Das Ticket für das folgenreiche Praktikum in Brüssel bekam Albrecht durch ein Stipendium. Das Erasmus-Programm, mit dem jährlich 200.000 Studierende quer durch Europa verschickt werden. In diesen Tagen wird Erasmus 25 Jahre alt. Insgesamt sind knapp 3 Millionen Stipendiaten seit Beginn des Programms durch Europas Universitäten getourt.
Zahlreiche Stipendiaten bleiben in ihrem Gastland hängen oder kehren später wieder zurück – sei es aus beruflichen Gründen oder weil sie während ihres Auslandsaufenthalts die Liebe ihres Lebens gefunden haben. Andere bleiben zwar in ihrem Heimatland, suchen sich aber Jobs, die mit vielen internationalen Kontakten verbunden sind. „Mit einem Erasmus-Aufenthalt wird man nicht unbedingt ein besserer Mathematiker, wohl aber ein besserer Europäer. Man entwickelt eine höhere interkulturelle Sensibilität“, sagt Bernd Wächter vom europäischen Dachverband der akademischen Austauschdienste.
Genau das hatte der Gründungsvater, der damalige EU-Kommissionspräsident Jacques Delors, im Sinn, als er Mitte der 80er Jahre die Einführung eines solchen Austauschprogramms vorschlug. Er versprach sich davon eine Annäherung der jungen Menschen in der EU, ein stärkeres Zusammenwachsen. Und die Europäische Union lässt sich das seitdem einiges kosten. In der laufenden Haushaltsperiode (2007 bis 2013) hat die EU insgesamt 3 Milliarden Euro für das Programm vorgesehen.
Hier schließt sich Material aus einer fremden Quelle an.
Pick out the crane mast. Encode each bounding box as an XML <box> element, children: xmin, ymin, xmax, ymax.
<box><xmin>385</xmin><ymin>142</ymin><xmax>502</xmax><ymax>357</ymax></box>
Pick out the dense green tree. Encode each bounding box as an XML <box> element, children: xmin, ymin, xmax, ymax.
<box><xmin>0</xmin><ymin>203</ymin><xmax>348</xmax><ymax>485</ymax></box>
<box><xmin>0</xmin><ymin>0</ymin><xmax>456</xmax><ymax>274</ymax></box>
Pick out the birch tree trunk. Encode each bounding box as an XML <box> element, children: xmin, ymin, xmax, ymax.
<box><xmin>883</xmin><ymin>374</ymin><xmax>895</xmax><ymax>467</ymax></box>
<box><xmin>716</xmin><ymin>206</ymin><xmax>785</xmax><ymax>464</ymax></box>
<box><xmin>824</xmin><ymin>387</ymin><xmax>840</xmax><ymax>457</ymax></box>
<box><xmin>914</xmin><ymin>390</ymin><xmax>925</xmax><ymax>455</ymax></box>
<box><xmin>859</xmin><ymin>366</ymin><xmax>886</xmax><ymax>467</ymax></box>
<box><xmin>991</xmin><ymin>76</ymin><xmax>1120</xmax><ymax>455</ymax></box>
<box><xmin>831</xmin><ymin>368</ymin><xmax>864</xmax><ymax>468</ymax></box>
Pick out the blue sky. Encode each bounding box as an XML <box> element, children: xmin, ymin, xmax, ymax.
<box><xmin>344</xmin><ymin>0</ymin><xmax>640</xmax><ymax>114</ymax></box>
Allerdings sind es im Verhältnis immer noch recht wenige junge Leute, die diese Chance nutzen. In Deutschland liegt die Erasmus-Rate bei gerade mal etwas mehr als einem Prozent der Gesamtzahl von Studierenden. Immerhin ist die Zahl in den vergangenen Jahren stetig angestiegen. Im Studienjahr 2010/2011 berichtete die EU-Kommission von einem neuen Rekord von EU-weit über 230.000 Studierenden, die ins Ausland gegangen sind.
Nicolas Beucker hat das schon 1996 gewagt. Ihn zog es von Essen, wo er Industriedesign studierte, nach Barcelona. Er wählte mit Spanien das beliebteste Erasmus-Zielland vor Frankreich und Deutschland. Der heute 41-Jährige erlebt dort sechs Monate lang das, was der Kinofilm „l’auberge espagnole“ erst Jahre später erzählte: eine Wohngemeinschaft mit Menschen aus mehreren europäischen Ländern, viel Partyleben, aber auch wichtige Eindrücke für sein Studium und seine Karriere: „Ich habe erst in Barcelona die Stadtplanung für mich so richtig entdeckt. Ich war fasziniert von der Hingabe, mit der die Spanier zum Beispiel Bänke oder Bushaltestellen gestaltet haben.“
Heute profitieren seine Studierenden an der Hochschule Niederrhein von seiner Erfahrung. Als Dekan des Fachbereichs Design fördert er bewusst Auslandsaufenthalte. „Die Anerkennung von Studienleistungen im Ausland ist bei uns gar kein Problem. Es muss nicht immer genau das sein, was wir hier lehren. Es muss einfach passen. Wir entscheiden darüber in der Gruppe, sodass kein einzelner Professor das blockieren kann.“
Nach wie vor gilt aber, dass Studienleistungen während der Erasmus-Zeit oft nur schwer anerkannt werden. Meist „verlieren“ die Studierenden ein oder zwei Semester, gewinnen aber in anderen Bereichen: „Während meiner Zeit im Ausland hat sich eine ganz neue Perspektive für mich ergeben. Ich habe mich grundsätzlich gefragt, wie ich mein Leben gestalten will“, sagt der EU-Abgeordnete Jan Philipp Albrecht. Für ihn war nach den sechs Monaten in Brüssel klar, dass er sich europäisch orientieren will.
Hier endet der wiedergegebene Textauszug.